The people who study warehouse efficiency have found that roughly 50 to 60 percent of travel time is wasted in most material handling facilities. The goal is to minimize forklift time and travel distance in certain ways which truly help prevent machine abuse and product damage. Some of the most common efficiency barriers to many warehouses are discussed below.
The new products will not always be positioned where it makes the most sense, these products are normally stored wherever there is extra room. The frequently handled items are separated due to size or to storage handling requirements. Due to increased business, Stock-Keeping Units or also called SKUs have proliferated. Replenishment and order-picking speeds are reduced because of poor lighting. The forklift fleet is very small and a lot more round trips are required utilizing the same machinery. Forklifts face detours and slowdowns because of uneven floor surfaces and poor machine maintenance. Inefficient warehouse design often causes inefficient workflows and dead-end aisles.
If any of the above issues seem familiar at your place of work, or if you are aware of ways to be much more efficient overall, there are 3 main areas to focus on:
Shipping, Receiving and Storage Layout: Use a facility layout and draw a series of arrows reflecting the way your product flows. The best facilities offer a single direction, well-organized flow from receiving to shipping. If your arrows double backwards in any spots or go in the opposite to the desired direction or go in numerous different directions, then you have determined your inefficient areas.
Work to improve access to product destinations, reduce travel distances between destination and source, reduce bottleneck areas once you have identified your trouble spots.
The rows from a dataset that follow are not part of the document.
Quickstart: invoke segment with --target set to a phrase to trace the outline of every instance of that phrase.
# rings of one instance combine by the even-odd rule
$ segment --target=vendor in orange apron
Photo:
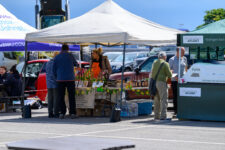
[[[92,51],[91,72],[95,79],[103,79],[106,74],[109,76],[112,72],[107,56],[102,55],[102,48]]]

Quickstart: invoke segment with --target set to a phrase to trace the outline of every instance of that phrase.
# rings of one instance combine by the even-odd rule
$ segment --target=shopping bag
[[[157,92],[156,89],[156,80],[154,80],[153,78],[150,79],[150,83],[149,83],[149,93],[151,96],[155,96]]]

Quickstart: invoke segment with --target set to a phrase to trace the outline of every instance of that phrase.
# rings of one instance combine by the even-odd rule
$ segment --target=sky
[[[39,1],[39,0],[38,0]],[[105,0],[69,0],[70,15],[75,18]],[[158,24],[190,31],[203,24],[205,11],[225,8],[225,0],[113,0],[124,9]],[[65,0],[62,0],[64,8]],[[0,0],[18,19],[35,27],[36,0]]]

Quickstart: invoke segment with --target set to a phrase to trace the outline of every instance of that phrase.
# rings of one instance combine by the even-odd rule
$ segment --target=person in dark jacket
[[[58,53],[54,52],[55,57]],[[46,83],[48,88],[48,117],[59,117],[59,106],[57,102],[57,82],[53,73],[53,59],[46,64]]]
[[[66,114],[66,89],[69,94],[69,114],[72,119],[76,117],[74,66],[78,66],[78,63],[73,55],[69,53],[69,46],[64,44],[61,52],[53,60],[53,73],[58,84],[57,103],[60,106],[60,119],[63,119]]]
[[[9,96],[21,96],[22,95],[22,80],[19,72],[16,70],[16,65],[13,65],[10,69],[6,80],[3,81],[4,86],[7,88]]]
[[[8,96],[7,88],[3,85],[8,77],[7,68],[5,66],[0,66],[0,96],[5,97]]]
[[[7,68],[0,66],[0,84],[3,84],[4,80],[8,77]]]

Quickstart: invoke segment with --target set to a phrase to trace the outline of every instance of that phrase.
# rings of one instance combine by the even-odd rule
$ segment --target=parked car
[[[109,62],[113,61],[116,57],[122,55],[122,52],[105,52],[103,55],[107,56],[109,59]]]
[[[25,94],[29,97],[37,96],[41,101],[45,101],[47,96],[47,84],[46,84],[46,63],[49,59],[38,59],[28,61],[25,73],[26,88]],[[89,62],[78,62],[81,63],[81,67],[89,65]],[[23,74],[24,62],[17,65],[17,70]]]
[[[168,60],[173,57],[174,54],[167,54],[167,62]],[[185,55],[188,59],[188,64],[191,64],[191,61],[189,60],[189,57],[187,55]],[[146,60],[144,60],[137,68],[134,69],[134,71],[130,71],[130,72],[124,72],[124,80],[125,81],[140,81],[140,80],[144,80],[146,78],[149,78],[149,73],[151,72],[152,69],[152,64],[153,62],[158,59],[157,55],[154,56],[150,56],[149,58],[147,58]],[[115,73],[110,75],[109,79],[110,80],[121,80],[121,73]],[[170,84],[170,80],[168,81],[169,83],[169,98],[173,98],[173,92],[172,92],[172,88],[171,88],[171,84]],[[129,96],[131,95],[127,95],[127,99],[131,99]],[[147,95],[138,95],[137,97],[132,97],[132,99],[144,99],[144,98],[150,98]]]
[[[148,59],[148,57],[137,58],[134,60],[134,68],[137,68],[143,61]]]
[[[125,72],[132,71],[134,69],[134,60],[137,58],[147,57],[148,52],[129,52],[125,56]],[[116,57],[111,63],[112,73],[122,72],[123,55]]]

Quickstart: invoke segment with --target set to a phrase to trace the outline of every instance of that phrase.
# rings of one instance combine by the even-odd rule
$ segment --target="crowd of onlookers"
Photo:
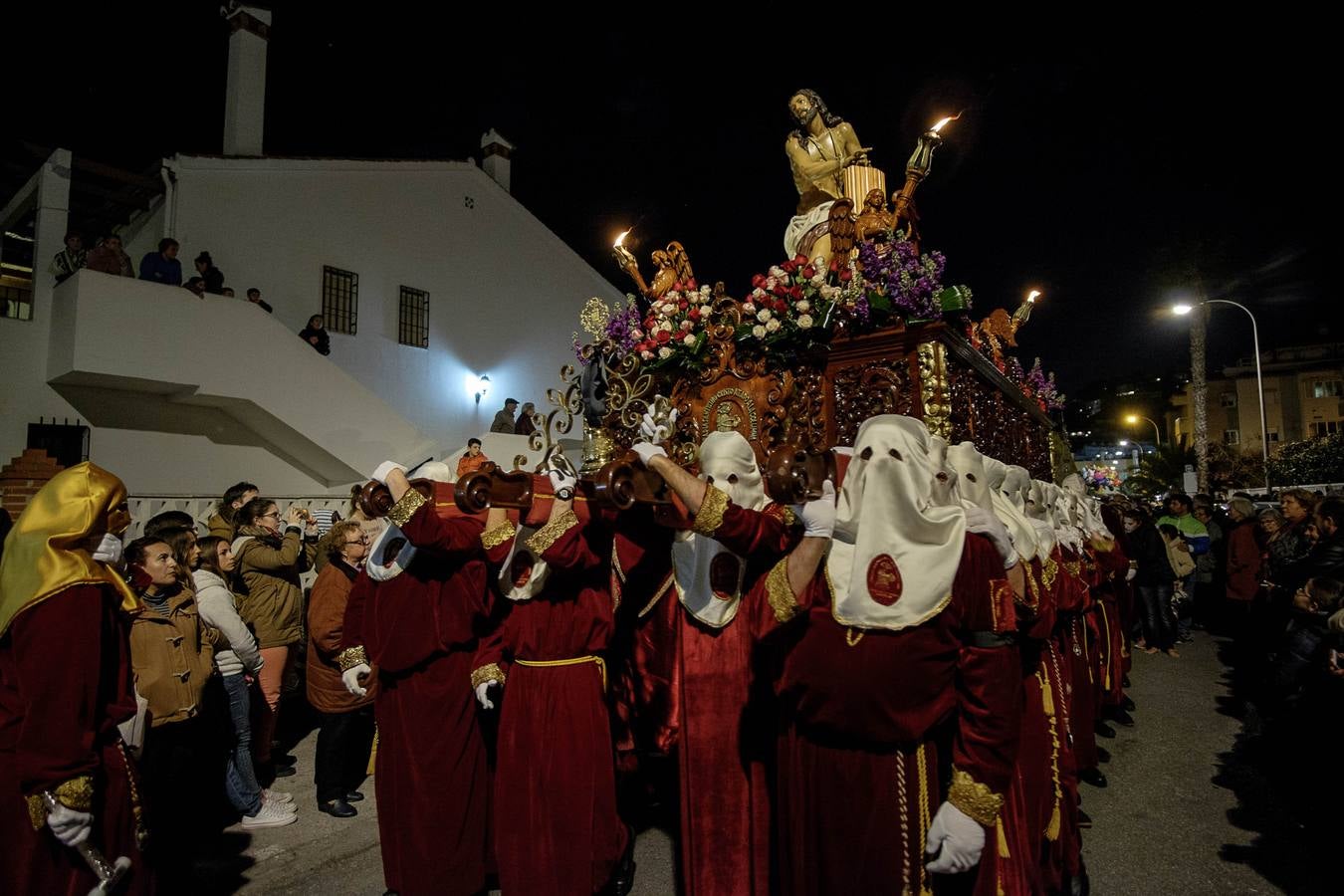
[[[297,819],[293,797],[274,787],[297,771],[276,743],[282,705],[305,716],[290,731],[319,729],[317,809],[358,814],[374,695],[352,696],[336,657],[351,584],[379,525],[356,497],[358,488],[345,519],[297,505],[281,513],[239,482],[204,524],[167,510],[125,547],[141,602],[130,627],[140,705],[122,735],[156,806],[151,833],[171,844],[164,853],[180,857],[184,875],[211,826]]]
[[[1191,629],[1226,637],[1249,755],[1297,823],[1333,818],[1344,786],[1313,758],[1344,735],[1344,496],[1171,494],[1159,514],[1128,508],[1125,529],[1136,649],[1176,656]]]
[[[234,298],[234,287],[224,285],[224,273],[215,266],[215,259],[208,251],[196,255],[192,265],[196,273],[183,279],[181,262],[177,259],[180,243],[171,236],[159,240],[159,249],[145,253],[140,259],[138,274],[130,261],[130,255],[121,247],[121,236],[106,234],[98,239],[91,250],[83,247],[83,234],[70,231],[66,234],[66,247],[51,259],[50,271],[56,282],[73,277],[82,267],[102,271],[114,277],[137,277],[153,283],[165,286],[181,286],[196,298],[206,296],[223,296]],[[274,312],[270,302],[261,297],[261,289],[247,287],[247,301],[257,305],[267,314]],[[320,355],[331,355],[331,337],[324,326],[323,316],[313,314],[308,318],[308,325],[298,332],[298,339],[313,347]]]

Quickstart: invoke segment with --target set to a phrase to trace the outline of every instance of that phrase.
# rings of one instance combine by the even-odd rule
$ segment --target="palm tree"
[[[1179,442],[1160,445],[1152,454],[1145,454],[1121,489],[1145,498],[1180,490],[1187,466],[1195,466],[1195,449],[1187,447],[1183,435]]]

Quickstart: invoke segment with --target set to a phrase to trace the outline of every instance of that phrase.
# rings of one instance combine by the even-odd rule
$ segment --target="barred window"
[[[429,348],[429,293],[402,286],[396,314],[396,341],[402,345]]]
[[[323,265],[323,321],[332,333],[359,329],[359,274]]]
[[[17,321],[32,320],[32,290],[0,283],[0,317]]]

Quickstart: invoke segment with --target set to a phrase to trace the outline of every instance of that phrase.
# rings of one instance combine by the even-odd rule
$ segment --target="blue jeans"
[[[223,676],[223,680],[228,693],[228,716],[234,724],[224,791],[234,809],[250,817],[261,811],[261,785],[251,764],[251,697],[246,676]]]

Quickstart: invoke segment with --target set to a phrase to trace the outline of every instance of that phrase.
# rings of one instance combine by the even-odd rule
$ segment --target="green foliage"
[[[1271,485],[1306,485],[1344,480],[1344,433],[1285,445],[1269,459]]]

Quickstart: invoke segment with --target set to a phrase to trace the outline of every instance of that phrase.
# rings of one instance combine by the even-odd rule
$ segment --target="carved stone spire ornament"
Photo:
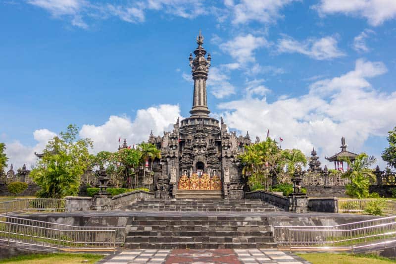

This could be done by re-vamping any forklift and high-travel congestion places.
Cross-Docking? For items which quickly move throughout your facility, consider cross-docking options. The cross-docked inventory is not stored in the warehouse. It is transported from inbound delivery almost directly to outbound shipping. Some of the consolidation and sorting is normally performed within the shipping areas. The simplest things to cross-dock are usually bar coded products with predicable demands and high inventory carrying costs.